Le passage d'un secteur de la construction linéaire à un secteur de la construction circulaire nécessite de nombreux changements dans la façon de (penser à) construire. Lisa Van Gulck est doctorante à l'université de Gand, dans le groupe de recherche Physique du bâtiment. Au cours de ses recherches sur l'impact environnemental et financier des solutions de construction circulaire, Lisa entre en contact avec de nombreux aspects de la construction circulaire par le biais de conversations avec des acteurs du bâtiment, de conférences, de la littérature... Dans une série de chroniques sur Circubuild, intitulée Le virage circulaire, elle mettra chaque fois en lumière un changement important nécessaire pour évoluer vers un secteur de la construction circulaire. Aujourd'hui : de la démolition au démantèlement. Ce dernier prend plus de temps, mais selon Lisa, cela ne doit pas être un problème lorsqu'on envisage l'avenir.

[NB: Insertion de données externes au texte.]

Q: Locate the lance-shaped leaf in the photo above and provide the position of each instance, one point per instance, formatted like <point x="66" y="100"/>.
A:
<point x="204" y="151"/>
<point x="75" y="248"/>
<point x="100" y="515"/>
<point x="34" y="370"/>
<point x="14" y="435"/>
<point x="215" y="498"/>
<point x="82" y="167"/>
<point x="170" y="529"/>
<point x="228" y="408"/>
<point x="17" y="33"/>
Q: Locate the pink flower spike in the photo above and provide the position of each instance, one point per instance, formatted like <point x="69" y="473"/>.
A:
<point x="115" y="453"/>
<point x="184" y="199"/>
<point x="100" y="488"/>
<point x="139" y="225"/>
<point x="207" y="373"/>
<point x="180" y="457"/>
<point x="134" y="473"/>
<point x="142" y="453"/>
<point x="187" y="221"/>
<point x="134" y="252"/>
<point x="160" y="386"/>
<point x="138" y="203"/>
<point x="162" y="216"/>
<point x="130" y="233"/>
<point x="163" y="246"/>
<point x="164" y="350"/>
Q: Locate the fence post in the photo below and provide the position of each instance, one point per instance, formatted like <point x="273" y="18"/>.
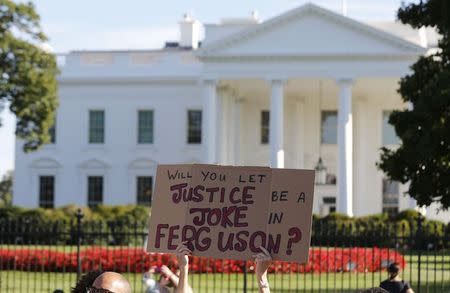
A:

Actuellement, il est courant de démolir un bâtiment le plus rapidement possible pour faire place à la prochaine réalisation. Le bâtiment est amorti ainsi que tous les matériaux qu'il contient. La fin de vie d'un bâtiment ne doit cependant pas signifier la fin de vie de ses matériaux.
Dans le passé, les bâtiments en fin de vie étaient traités d'une manière différente. En cas de démolition, l'entrepreneur payait le propriétaire pour les matériaux car il pouvait les réutiliser ou les revendre. Les matériaux étaient considérés comme précieux et la démolition était synonyme de démantèlement. Il y a environ septante ans, cependant, cette pratique a été inversée. Les propriétaires de bâtiments paient désormais les entrepreneurs et les démolisseurs pour une démolition aussi rapide que possible. Les facteurs importants qui encouragent cette pratique sont la mécanisation des outils, qui rend la démolition plus facile que le démantèlement, le prix élevé de la main-d'œuvre, le prix élevé du terrain, qui fait d'un bâtiment inutilisé un gaspillage d'argent, et les exigences de performance strictes que nous imposons aux matériaux.
Le secteur de la construction se trouve actuellement à un point critique. Les gens se rendent compte que de nombreuses matières premières sont limitées et qu'il devient nécessaire de considérer à nouveau les matériaux comme quelque chose de précieux. Dans le podcast de la BBC intitulé "People Fixing the World", les personnes qui recherchent des matériaux à réutiliser sont appelées à juste titre des chasseurs de trésors.
La déconstruction sélective demande beaucoup de temps et donc de main-d'œuvre et ne peut concurrencer la démolition rapide et bon marché. Il est souvent plus économique d'évacuer les matériaux dans un conteneur en vrac que de procéder à une démolition sélective. Idéalement, le chantier devrait être aménagé en parc à conteneurs, mais l'espace est souvent insuffisant pour placer un conteneur distinct pour chaque groupe de matériaux, ou les flux de matériaux libérés ne sont pas suffisamment importants pour justifier un conteneur distinct.
Pour déterminer la valeur d'un bâtiment en fin de vie, il faut savoir ce qu'il contient. Pour cela, un inventaire est indispensable. La prochaine étape importante consiste à décider du traitement de fin de vie le plus approprié pour chaque matériau. La réutilisation est-elle possible ? Ou est-il préférable de recycler ? Existe-t-il déjà des techniques de recyclage appropriées pour ce matériau ? L'établissement d'un inventaire et la collecte de connaissances sur les traitements appropriés sont des actions qui prennent du temps. Et le temps est une des choses qui nous manque toujours. Le temps, c'est de l'argent, n’est-ce pas ?
Néanmoins, un tel inventaire a une fonction importante et cet investissement (en temps) peut être rentabilisé à long terme. En utilisant l'inventaire pour estimer les flux de matières libérées, il est possible de décider s'il faut ou non collecter certaines fractions séparément, quels conteneurs doivent être disponibles et quels matériaux doivent être utilisés à quelle fin. L'inventaire peut jouer un rôle clé dans la faisabilité des ambitions circulaires. Une étape importante pour les nouveaux bâtiments consiste à dresser un inventaire suffisamment détaillé dès la phase de conception. Cela permet d'économiser beaucoup de frais et d'efforts par la suite.
Il est temps de boucler la boucle et de revenir à la vision du passé, mais avec les connaissances et les techniques d'aujourd'hui. Le temps nécessaire à la déconstruction sélective peut être réduit par l'utilisation d'un inventaire et de techniques appropriées, le coût plus élevé de la main-d'œuvre peut être compensé par la valeur des matériaux récupérés, et le coût de la mise en décharge et de l'incinération doit devenir plus élevé afin d'encourager le recyclage et la réutilisation.